After lunch, we released the ball, raised sails and headed southwest in the deep water of the Straits of Florida. This is where the big fish roam, so we ran out a couple of baited lines. We had nothing to show for our efforts until one of the scouts pulled in a keeper that we grilled for dinner.

Sea Scouts sailboat
With sails eased and the wind astern, the crew rode gentle rollers home, salty, sunburned and full of stories to tell. Robert Beringer

Everybody learned on this cruise, especially me. Making the turn into Long Key at low tide, I skipped red 44 and made for red 2 to save some time. The depth sounder sank: 8, 7, 6, 5. I threw the wheel hard over, refraining from inappropriate language, and crawled back to deeper water. Nervously, I searched for a path into the anchorage at the bight, and I happily called for the anchor to be dropped in a calm place with barely 2 feet under the keel. All the while, the scout crew was on the foredeck recording a video they would send to Escape, oblivious of the stressful situation.

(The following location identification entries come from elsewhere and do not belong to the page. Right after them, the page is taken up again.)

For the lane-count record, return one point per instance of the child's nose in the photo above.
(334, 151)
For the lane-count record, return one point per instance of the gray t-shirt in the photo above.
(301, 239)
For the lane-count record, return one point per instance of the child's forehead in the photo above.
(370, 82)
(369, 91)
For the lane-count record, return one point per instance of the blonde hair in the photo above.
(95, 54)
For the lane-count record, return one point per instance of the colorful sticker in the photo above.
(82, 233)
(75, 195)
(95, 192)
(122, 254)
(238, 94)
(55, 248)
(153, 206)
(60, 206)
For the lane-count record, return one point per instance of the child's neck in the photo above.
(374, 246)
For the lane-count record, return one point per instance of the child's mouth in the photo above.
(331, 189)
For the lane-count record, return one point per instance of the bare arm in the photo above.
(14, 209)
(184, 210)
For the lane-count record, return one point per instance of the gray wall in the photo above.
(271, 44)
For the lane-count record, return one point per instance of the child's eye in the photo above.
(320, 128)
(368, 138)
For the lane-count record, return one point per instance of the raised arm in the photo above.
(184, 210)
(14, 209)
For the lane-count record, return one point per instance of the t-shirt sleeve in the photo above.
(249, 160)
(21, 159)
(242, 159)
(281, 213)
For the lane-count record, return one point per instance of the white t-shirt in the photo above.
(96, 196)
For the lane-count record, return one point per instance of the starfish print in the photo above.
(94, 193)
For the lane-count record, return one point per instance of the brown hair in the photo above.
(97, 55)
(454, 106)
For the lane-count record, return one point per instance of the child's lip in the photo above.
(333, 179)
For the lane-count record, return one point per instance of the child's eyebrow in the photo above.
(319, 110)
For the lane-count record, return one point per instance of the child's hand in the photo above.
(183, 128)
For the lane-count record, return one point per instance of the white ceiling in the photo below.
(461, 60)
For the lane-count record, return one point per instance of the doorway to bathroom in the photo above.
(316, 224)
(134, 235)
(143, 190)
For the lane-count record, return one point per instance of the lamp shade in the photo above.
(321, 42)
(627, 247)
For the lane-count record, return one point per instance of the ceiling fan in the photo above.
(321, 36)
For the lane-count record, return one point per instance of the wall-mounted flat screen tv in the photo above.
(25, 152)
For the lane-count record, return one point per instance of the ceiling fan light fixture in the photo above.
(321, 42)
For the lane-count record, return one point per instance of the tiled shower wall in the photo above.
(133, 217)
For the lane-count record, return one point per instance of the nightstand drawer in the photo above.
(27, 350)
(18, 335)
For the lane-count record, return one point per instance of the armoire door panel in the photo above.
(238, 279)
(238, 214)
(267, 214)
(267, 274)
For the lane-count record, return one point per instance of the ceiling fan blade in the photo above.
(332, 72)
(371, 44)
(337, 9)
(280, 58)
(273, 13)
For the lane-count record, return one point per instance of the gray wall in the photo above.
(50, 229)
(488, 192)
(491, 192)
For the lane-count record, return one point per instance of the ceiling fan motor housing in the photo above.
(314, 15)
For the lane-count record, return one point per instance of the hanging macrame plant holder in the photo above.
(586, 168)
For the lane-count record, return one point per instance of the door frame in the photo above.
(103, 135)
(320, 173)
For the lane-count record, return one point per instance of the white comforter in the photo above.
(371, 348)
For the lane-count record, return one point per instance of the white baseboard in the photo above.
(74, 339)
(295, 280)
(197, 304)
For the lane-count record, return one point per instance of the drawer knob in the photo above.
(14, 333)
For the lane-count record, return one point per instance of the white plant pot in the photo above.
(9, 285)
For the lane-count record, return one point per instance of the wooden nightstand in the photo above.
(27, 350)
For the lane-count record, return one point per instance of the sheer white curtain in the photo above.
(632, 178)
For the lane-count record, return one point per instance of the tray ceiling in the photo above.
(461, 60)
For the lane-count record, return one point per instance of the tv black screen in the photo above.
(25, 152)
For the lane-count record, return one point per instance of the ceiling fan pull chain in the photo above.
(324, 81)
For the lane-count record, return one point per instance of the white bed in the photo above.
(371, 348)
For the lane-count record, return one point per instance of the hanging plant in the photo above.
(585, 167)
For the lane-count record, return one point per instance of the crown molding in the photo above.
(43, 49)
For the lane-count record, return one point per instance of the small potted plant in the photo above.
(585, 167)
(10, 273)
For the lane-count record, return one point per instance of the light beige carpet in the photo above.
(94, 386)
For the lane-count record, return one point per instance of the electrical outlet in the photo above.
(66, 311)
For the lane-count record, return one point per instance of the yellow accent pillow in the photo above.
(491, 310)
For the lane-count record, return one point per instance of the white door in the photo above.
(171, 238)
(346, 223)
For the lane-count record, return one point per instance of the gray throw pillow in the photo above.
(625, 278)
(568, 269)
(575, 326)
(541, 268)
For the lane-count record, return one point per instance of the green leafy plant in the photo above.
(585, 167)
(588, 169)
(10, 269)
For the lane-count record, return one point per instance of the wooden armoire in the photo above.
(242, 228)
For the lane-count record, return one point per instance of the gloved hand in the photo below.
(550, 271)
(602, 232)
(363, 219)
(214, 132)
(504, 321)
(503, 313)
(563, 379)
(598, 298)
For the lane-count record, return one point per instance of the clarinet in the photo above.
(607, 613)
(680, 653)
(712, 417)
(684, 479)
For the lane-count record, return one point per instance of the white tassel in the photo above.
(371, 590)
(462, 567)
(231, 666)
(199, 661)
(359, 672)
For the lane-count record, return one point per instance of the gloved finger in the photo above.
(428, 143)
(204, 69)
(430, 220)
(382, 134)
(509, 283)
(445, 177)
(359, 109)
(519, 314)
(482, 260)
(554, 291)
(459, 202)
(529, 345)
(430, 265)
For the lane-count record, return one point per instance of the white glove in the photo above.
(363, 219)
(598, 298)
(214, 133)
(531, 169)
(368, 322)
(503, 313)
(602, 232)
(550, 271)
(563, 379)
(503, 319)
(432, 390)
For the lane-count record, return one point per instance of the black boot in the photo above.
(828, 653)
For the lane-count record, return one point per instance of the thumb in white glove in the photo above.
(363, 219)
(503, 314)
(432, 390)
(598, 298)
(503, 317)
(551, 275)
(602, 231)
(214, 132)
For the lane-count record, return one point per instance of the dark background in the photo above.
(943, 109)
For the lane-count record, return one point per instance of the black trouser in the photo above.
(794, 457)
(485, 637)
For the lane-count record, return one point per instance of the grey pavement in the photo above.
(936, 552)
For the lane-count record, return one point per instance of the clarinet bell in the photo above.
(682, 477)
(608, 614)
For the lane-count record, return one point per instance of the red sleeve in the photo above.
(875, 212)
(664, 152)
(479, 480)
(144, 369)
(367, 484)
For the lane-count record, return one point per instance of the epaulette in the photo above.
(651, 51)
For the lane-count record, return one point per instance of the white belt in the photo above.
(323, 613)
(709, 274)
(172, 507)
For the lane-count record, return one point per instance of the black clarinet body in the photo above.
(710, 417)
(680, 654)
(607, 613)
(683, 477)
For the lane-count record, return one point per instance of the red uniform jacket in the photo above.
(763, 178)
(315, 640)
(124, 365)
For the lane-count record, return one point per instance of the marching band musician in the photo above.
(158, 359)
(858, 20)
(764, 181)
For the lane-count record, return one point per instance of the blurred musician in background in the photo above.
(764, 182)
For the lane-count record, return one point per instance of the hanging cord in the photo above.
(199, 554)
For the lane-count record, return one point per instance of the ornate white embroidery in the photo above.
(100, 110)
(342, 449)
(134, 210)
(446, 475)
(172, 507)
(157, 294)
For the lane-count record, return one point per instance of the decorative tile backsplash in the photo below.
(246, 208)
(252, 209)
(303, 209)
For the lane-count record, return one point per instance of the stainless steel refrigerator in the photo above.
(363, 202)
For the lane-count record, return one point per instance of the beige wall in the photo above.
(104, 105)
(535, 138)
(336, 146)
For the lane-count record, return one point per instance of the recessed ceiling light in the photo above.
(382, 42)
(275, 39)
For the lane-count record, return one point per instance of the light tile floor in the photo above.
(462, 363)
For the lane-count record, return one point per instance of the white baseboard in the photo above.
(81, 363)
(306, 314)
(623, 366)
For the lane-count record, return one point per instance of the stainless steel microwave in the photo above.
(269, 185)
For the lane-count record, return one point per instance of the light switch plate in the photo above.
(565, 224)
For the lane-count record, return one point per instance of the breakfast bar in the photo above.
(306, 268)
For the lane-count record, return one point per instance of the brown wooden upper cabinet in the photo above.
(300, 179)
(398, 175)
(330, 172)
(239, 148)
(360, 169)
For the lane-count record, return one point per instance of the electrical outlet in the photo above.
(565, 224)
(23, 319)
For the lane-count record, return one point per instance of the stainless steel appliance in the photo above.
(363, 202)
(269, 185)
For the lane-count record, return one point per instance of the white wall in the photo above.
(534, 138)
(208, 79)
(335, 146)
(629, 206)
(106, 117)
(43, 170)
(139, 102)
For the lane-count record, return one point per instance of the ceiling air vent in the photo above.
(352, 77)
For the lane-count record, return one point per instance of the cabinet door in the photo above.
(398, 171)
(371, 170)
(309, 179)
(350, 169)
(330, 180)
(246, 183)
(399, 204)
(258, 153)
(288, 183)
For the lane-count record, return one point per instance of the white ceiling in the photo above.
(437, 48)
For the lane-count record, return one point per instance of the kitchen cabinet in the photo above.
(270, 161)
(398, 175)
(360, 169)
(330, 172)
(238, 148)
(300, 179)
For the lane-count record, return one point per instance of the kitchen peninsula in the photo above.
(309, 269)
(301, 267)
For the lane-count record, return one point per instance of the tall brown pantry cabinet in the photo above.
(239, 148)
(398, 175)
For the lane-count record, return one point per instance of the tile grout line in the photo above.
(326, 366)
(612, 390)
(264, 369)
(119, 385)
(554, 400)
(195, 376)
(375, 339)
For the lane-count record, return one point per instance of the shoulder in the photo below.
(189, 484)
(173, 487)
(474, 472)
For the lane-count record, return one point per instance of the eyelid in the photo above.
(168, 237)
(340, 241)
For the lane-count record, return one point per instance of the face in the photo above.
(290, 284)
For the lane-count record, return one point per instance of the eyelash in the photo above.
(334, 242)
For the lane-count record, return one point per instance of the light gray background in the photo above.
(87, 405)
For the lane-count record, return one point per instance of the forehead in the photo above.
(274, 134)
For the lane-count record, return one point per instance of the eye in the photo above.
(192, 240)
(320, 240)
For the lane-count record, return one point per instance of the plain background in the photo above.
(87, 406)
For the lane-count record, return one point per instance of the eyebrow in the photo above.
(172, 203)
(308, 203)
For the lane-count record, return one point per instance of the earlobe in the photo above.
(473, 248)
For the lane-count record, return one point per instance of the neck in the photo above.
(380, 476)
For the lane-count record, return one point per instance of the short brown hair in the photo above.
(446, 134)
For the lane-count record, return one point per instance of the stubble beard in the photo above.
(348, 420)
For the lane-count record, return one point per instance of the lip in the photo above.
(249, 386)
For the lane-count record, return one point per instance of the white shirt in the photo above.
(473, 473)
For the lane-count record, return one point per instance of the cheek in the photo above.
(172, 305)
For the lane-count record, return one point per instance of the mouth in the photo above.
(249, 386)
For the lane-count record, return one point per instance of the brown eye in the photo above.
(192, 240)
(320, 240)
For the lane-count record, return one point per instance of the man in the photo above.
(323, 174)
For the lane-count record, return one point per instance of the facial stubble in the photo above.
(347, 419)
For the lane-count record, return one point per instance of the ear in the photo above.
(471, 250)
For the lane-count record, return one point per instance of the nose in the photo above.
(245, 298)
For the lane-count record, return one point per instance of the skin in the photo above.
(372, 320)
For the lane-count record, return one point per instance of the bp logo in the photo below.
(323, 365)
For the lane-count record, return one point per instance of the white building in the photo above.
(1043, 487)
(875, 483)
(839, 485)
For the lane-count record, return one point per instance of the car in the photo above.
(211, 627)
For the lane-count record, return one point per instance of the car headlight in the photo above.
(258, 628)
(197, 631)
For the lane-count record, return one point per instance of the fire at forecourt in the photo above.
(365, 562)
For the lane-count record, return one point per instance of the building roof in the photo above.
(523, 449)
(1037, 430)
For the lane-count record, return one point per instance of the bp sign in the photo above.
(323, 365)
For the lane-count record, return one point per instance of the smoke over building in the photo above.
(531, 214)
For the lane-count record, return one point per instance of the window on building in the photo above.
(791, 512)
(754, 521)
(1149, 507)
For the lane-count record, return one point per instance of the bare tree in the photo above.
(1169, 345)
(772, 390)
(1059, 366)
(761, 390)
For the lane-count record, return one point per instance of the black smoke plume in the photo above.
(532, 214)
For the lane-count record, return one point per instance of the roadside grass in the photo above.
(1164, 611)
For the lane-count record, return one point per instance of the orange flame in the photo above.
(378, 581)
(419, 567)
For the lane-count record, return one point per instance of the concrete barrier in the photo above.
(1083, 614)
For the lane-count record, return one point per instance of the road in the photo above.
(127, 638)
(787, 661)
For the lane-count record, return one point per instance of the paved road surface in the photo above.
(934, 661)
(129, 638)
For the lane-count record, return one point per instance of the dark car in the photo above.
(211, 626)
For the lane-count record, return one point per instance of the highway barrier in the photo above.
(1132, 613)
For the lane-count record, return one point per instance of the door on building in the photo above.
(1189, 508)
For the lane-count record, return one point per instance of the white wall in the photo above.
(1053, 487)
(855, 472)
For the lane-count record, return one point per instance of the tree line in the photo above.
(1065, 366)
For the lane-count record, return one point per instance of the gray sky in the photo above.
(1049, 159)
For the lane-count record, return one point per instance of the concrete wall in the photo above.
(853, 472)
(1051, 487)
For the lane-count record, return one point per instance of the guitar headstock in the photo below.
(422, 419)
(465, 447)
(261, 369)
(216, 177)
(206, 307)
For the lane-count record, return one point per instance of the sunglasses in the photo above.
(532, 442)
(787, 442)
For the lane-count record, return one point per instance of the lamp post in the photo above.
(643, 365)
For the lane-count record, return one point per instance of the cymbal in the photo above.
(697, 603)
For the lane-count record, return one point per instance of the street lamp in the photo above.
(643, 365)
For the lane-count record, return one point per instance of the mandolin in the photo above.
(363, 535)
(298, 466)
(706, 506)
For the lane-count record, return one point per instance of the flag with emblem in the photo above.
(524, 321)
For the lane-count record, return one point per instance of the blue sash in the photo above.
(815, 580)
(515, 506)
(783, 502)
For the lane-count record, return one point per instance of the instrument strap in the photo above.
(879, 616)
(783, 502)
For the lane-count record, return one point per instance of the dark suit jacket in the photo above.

In the lee of Fiesta Key, the crew prepared a last dinner of rice, beans and chicken tortillas.  I was so full I couldn’t eat dessert. I’d been asked to prepare a “captain’s report” on the crew’s performance, and they all got a perfect score. I couldn’t have imagined a more enthusiastic and hardworking bunch of kids. Armed with this report, they will all receive Sea Scout patches for their uniforms.

We rose early on our last morning, weighed anchor at dawn and made our way to our scheduled docking time of 0930. It was dead calm, for which I thanked Aeolus profusely. We approached the wharf and—bump. One last sailing lesson for the scouts: “You never really know what the depth sounder is set at, boys, till you run aground,” I said.

I hoped that no one at Sea Base saw that, as we backed off and creeped into the slip.

In a final act of impressive behavior, I was surrounded by the sights and sounds of sweeping, washing, cleaning and unloading of gear. The industrious youngsters then bid me farewell with smiles and handshakes.

The scout motto is to be prepared, but I wasn’t prepared for how well this crew of fine young men would come together as a team and demonstrate that the future of sailing is in good hands.